Human newborn and adult myenteric plexus grows in different patterns.

Whilst embedded within the gut wall the inaccessibility of the enteric nervous system (ENS) is a major drawback for the establishment of an in vitro model for the human ENS. Using a method which combines collagenase digestion, mechanical agitation and manual dissection it was possible to dissect myenteric plexus from human colon of patients at all ages, from newborn to old-age. While complex networks of ganglia and their interconnecting strands could be isolated from newborn gut, the adult tissue allowed only single or small groups of ganglia to be dissected coherently. Pieces of plexus were cultivated on glass coverslips or on plastic sheets respectively. Explants from newborn or older patients displayed different growth patterns.
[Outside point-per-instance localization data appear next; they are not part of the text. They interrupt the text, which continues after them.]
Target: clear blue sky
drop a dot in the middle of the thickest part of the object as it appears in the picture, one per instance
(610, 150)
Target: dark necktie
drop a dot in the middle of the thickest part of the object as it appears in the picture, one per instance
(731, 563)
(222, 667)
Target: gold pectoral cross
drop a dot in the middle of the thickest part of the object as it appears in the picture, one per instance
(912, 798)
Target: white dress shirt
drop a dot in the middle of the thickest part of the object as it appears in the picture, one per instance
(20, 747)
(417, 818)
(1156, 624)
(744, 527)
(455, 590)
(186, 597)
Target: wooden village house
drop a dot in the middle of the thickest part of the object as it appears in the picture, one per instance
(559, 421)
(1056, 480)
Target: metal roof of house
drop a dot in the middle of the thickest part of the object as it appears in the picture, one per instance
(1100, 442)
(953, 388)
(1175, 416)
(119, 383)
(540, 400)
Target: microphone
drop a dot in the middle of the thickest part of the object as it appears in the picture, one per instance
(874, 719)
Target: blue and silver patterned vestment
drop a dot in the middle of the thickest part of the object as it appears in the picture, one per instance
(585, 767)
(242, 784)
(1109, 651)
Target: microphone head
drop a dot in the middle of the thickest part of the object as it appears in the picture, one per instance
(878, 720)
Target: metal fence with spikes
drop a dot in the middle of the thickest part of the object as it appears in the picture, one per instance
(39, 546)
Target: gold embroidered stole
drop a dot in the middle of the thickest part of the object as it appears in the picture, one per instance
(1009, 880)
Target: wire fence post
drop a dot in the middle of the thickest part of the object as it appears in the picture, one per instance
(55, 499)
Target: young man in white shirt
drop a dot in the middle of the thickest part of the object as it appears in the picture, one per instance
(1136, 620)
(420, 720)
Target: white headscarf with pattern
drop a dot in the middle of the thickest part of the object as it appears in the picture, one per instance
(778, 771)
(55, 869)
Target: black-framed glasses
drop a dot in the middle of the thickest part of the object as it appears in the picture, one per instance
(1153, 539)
The cytological behaviour of the newborn explants is characterized by an intensive neurite outgrowth. After 1 to 2 days in culture, glial cells start to leave the explant while proliferating and forming a dense cellular carpet. The axons appear partly arranged in bundles, expanding above the glial carpet. Single neurites can leave the carpet and attach directly on the substrate. Semithin sections and EM studies reveal the existence of numerous neurons within the ganglia. The characteristic dense arrangement of neurons, glial cells and neuropil of the myenteric ganglia in vivo was only partly conserved in newborns while in cultured adult ganglia the cells were sparsely scattered throughout the explant with large clefts between the single cells. The ganglia of the adults do not show any considerable neurite outgrowth, which correlates with the low amount of neurons within the ganglia. The migratory behaviour of the adult glial cells is rather moderate, also the proliferation rate compared to the newborn cultures. In general single cells leave the explant without forming an glial carpet as seen in the newborn cultures. The described method delivers an in vitro paradigm for the study of human myenteric plexus. It underlines the differences in growth pattern, neurite outgrowth and glial proliferation from newborn and older children, as well as from adult patients, thus establishing a base line for future studies.